(This is chapter 4; click here for chapter 1, )
By Eric Teeters
Two hours had gone by since I met up with Lindsey again and went over how she got caught. Apparently, she was hiding in an abandoned building and when she went out for supplies, they tranquilized her and dragged her. Although not a very happy place, I couldn’t be happier knowing that she is with me. Lindsey and I sat in the commons area of the third floor talking about how she got here, and I explained the horror of knowing that my father is the warden and the anxiety of knowing that my mother is here. We get to the topic of how we are getting out of here when Ali come strolling up and sits beside me.
“So what are we talking about?” She said as she puts her head on the table.
“Just catching up,” I reply with a smirk.
We joked for a bit before Lindsey was taken away for some test and stuff. I then hung out in my room where Justin is on the bed reading a book. I sat down on my bed and looked up at him and said, “So how are you doing up here?”
He looked up at me with a bit of a glare, “Not as comfortable bed but so much quieter up here. Oh, I forgot to thank you for landing me here.” He said with a sarcastic quip.
“How many times do I have to say I’m sor…” is all I got out before he cut me off ” I was fine where I was at, and you came along and changed that and landed me with the unstables.”
“You think this has been easy for me either,” I returned feeling angry at the whole situation.
“Of course, it’s been easy for you. You get to see your girlfriend why wouldn’t you be happy,” he said, showing that he is just as angry.
“She isn’t my girlfriend; we are just friends,” I said rolling my eyes at his comment.
“Whatever,” he said, putting his nose back in his book.

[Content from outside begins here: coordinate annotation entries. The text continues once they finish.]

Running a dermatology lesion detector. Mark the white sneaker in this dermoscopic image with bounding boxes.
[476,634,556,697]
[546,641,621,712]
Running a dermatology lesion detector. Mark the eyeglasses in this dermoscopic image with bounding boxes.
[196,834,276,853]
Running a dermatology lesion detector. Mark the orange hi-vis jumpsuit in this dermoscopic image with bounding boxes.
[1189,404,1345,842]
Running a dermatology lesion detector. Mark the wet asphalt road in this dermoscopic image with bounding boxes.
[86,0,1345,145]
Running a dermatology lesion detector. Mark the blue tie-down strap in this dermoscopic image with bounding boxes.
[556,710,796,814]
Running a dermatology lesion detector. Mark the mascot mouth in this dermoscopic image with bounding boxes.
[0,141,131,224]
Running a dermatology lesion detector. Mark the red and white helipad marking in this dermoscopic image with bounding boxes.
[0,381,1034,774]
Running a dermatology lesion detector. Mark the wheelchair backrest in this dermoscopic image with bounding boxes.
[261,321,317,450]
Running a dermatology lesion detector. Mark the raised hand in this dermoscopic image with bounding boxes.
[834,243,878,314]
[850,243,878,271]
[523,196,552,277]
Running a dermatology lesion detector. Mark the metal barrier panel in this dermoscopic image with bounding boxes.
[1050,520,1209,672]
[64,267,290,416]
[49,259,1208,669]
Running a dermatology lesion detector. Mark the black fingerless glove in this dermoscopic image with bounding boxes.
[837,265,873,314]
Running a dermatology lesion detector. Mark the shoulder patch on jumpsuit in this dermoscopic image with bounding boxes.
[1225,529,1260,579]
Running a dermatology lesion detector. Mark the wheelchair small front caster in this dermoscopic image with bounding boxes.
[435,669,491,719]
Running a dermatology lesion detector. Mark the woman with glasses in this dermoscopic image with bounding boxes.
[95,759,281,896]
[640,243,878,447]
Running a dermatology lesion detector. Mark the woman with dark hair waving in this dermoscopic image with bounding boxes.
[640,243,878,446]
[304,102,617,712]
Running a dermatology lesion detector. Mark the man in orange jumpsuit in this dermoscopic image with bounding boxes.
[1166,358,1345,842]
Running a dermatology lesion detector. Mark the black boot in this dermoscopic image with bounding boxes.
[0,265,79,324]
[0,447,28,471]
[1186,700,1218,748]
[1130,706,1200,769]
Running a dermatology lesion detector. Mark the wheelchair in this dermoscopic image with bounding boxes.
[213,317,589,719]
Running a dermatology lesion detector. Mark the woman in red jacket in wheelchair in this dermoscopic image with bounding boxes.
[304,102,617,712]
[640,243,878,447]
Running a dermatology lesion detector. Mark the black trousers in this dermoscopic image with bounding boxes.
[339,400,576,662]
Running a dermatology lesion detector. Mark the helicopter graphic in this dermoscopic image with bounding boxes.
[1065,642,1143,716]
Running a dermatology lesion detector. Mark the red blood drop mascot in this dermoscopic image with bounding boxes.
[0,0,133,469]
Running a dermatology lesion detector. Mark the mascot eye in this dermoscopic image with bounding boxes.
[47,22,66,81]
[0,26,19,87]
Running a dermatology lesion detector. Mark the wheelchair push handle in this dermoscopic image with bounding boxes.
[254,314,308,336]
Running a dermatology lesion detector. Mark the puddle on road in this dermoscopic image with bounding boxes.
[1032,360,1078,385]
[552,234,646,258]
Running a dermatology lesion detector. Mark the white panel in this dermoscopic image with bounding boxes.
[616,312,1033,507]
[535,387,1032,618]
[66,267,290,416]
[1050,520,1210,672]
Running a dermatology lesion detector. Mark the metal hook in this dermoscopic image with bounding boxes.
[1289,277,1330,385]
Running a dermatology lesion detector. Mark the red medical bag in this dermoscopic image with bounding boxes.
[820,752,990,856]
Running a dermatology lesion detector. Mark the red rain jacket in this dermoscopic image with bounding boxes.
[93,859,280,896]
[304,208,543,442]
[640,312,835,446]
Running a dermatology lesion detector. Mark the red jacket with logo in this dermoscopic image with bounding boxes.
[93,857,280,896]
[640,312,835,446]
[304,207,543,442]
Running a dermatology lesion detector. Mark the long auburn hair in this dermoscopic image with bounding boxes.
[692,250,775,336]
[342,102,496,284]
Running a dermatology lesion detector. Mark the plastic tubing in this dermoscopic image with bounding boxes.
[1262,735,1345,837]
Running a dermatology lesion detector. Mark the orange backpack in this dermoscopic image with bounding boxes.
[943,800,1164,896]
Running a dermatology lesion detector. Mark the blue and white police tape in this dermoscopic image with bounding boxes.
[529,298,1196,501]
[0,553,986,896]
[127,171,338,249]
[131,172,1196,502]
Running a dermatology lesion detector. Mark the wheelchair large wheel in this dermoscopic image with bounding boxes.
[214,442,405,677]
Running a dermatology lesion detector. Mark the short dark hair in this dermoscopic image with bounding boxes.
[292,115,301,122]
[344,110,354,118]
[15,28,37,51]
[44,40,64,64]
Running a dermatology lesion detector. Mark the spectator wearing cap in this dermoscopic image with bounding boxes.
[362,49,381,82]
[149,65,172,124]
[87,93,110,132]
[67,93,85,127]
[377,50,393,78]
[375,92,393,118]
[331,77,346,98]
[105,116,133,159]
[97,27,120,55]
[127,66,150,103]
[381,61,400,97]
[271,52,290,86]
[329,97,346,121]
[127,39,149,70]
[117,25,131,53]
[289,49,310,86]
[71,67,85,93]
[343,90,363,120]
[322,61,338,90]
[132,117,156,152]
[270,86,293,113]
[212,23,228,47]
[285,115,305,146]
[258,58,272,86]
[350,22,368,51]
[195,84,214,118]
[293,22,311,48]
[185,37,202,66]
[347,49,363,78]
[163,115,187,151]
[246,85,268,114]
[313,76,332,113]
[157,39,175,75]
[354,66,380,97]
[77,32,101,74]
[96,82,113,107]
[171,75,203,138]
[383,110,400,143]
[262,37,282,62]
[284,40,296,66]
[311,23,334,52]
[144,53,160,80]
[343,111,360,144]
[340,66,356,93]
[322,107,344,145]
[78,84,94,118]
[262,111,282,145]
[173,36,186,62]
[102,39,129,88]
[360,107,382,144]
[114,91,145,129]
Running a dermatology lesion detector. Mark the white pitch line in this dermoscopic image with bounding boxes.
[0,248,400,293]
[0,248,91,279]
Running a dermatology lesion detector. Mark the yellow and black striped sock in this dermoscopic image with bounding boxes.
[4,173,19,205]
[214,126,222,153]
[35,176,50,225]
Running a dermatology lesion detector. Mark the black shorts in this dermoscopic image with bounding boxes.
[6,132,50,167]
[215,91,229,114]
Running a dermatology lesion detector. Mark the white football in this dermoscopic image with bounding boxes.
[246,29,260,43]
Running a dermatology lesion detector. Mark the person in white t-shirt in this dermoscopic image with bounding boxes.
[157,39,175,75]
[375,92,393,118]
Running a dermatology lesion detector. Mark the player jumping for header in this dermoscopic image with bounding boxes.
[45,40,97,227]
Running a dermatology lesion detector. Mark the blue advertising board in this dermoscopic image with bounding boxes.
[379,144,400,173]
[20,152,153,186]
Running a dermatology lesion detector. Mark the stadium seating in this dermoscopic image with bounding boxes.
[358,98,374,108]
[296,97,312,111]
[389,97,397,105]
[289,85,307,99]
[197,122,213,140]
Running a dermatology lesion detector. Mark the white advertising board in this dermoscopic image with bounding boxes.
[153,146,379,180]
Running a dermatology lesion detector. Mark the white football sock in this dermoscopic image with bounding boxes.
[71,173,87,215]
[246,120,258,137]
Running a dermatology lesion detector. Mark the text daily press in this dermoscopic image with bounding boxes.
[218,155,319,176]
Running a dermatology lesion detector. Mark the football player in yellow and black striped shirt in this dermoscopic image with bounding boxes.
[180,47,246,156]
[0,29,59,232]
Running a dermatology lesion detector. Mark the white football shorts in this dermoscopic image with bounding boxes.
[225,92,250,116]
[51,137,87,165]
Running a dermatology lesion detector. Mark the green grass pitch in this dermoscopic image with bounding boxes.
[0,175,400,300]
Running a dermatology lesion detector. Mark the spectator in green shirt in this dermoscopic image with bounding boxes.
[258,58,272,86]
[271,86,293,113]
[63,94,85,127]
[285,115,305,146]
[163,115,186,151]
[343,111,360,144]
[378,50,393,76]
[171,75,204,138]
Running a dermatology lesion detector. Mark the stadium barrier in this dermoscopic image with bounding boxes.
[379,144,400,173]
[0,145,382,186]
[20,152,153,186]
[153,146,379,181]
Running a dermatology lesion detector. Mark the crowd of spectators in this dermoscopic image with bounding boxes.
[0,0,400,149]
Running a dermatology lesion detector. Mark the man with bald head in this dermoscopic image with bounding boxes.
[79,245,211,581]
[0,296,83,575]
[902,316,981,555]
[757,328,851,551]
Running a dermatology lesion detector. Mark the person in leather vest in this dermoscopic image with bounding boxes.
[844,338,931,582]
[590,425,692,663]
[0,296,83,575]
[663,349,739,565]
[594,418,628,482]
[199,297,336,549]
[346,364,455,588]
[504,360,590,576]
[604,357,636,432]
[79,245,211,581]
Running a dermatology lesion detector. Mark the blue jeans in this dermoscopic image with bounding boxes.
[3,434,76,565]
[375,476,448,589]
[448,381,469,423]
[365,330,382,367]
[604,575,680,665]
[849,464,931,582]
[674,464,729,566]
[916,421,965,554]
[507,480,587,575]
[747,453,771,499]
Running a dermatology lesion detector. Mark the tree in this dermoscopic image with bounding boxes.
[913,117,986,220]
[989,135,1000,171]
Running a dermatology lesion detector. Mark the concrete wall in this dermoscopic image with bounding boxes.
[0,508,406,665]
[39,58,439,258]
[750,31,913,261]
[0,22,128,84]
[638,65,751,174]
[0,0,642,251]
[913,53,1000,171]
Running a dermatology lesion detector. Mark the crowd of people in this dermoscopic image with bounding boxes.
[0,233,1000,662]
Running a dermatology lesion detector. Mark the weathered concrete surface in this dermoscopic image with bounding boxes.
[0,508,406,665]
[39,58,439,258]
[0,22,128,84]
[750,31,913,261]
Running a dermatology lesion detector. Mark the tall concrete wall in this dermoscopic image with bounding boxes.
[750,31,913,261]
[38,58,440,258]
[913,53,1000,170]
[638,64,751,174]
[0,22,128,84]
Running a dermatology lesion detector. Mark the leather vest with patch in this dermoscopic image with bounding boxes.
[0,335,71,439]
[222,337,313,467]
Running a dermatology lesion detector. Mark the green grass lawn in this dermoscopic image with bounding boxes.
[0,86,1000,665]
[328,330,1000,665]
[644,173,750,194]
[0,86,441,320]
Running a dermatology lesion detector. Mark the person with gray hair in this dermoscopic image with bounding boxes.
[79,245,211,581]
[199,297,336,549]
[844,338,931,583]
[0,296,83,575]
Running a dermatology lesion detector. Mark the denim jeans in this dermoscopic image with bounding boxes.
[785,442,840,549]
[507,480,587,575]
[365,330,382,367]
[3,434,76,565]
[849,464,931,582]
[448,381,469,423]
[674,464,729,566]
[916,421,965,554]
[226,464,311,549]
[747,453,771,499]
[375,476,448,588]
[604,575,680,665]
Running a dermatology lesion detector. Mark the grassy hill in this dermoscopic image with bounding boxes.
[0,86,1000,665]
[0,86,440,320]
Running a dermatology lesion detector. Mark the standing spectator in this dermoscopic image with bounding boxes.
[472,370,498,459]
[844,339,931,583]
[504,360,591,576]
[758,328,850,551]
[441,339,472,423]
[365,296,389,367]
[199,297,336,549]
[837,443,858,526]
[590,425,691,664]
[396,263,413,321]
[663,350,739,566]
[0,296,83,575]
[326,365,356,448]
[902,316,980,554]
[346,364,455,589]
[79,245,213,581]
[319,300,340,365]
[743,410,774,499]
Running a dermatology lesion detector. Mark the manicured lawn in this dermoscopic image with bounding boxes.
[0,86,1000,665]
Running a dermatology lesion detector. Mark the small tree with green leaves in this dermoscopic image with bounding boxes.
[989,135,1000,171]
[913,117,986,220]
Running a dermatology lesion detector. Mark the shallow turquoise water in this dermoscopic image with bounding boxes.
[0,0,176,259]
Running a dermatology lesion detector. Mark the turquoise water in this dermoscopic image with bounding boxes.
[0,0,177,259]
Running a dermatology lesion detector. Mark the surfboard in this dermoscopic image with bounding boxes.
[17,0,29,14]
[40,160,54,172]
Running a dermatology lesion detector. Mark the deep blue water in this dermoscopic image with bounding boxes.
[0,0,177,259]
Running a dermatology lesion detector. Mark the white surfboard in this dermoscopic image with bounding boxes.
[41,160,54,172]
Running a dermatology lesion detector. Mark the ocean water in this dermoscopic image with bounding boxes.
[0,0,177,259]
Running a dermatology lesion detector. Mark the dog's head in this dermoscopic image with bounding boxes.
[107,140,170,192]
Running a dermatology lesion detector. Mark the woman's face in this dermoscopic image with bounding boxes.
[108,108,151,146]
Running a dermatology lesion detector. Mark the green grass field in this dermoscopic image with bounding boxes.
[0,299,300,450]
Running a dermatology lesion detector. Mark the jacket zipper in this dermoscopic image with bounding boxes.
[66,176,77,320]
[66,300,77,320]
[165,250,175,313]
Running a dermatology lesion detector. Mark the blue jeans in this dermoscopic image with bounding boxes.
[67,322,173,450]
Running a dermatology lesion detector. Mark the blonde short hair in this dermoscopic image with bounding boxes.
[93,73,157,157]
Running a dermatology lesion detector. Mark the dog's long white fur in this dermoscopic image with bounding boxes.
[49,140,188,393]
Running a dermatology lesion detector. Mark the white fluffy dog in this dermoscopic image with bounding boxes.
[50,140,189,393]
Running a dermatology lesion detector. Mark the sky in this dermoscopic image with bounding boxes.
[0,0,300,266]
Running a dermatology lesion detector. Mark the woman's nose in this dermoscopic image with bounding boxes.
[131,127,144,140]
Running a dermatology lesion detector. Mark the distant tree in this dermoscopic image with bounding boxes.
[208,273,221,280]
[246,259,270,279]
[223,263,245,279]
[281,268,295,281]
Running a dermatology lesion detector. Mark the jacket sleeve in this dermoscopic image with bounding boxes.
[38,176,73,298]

I got up and left the room knowing that he just needs space. Getting moved up from the first floor to the third had been rough. I also needed space to calm down and breathe because I couldn’t let my anger get out of control because I didn’t know if the higher floors are just offices or for even crazier people. I didn’t wanna find out. I found Cameron roaming around with one of his marionette dolls, walking it down the hall. I waved to him and as he looked up. He waved back and made the doll wave back. That moment with the doll waving at me made me realize that we are still people and we don’t deserve this kind of treatment, and instead of breathing and letting my anger go, this place popped back in my head and made it worse. I tried and tried to get my anger to go away, but it only seemed to just get worse and worse as I go over being dragged to this place, finding out that Lindsey was here too, the argument with Justin, and most importantly finding out that my father knew I was in here and he did nothing to stop it. With all this anger I didn’t know what to do with, I just kept feeling the fury fall into my body and the struggle between fire and ice trying to come out of my body.
I am going through this struggle and my body made the decision of fire. My body started smoking, and I was still trying to calm down. The fight against myself was unbreakable. Figuring the whole situation I was in I didn’t think about how it could get any worse, and in that moment, the strangest thing came over me–a wave of calm. I began to think that I was about to lose because it is always calm before the storm when a ray of light engulfed me, and I saw a woman standing in front of me in a white dress that flowed so elegantly to the ground. It almost looked like it was floating. I got to looking at the woman and wondering why she is here and how I got so calm. She opened her eyes and spoke.
“Eric, I know you’re angry, but what is the point in taking it out on all of these nice people who are in the same situation as you.”
I look down at her because she was a bit shorter than me. “I’m not angry at these people. It is this whole situation, and it got me to a point of no return in my anger.”
“I know that you know how to be calm, and I know you want to be calm but letting the anger consume you is a personal problem you have to fight on your own.” She said gently pressing her hand to my face.
When she put her hand on my face, I knew exactly who she was. I don’t know why I didn’t see it before. Maybe it was the light or the fact that she doesn’t wear dresses. I felt the wave of calm wash back over me and closed my eyes. As I sat there in a gentle bliss, I opened my eyes and looked back into hers and said ” I know that I will win this battle and not only over my anger, but I’ll fight for you to…… Mom.”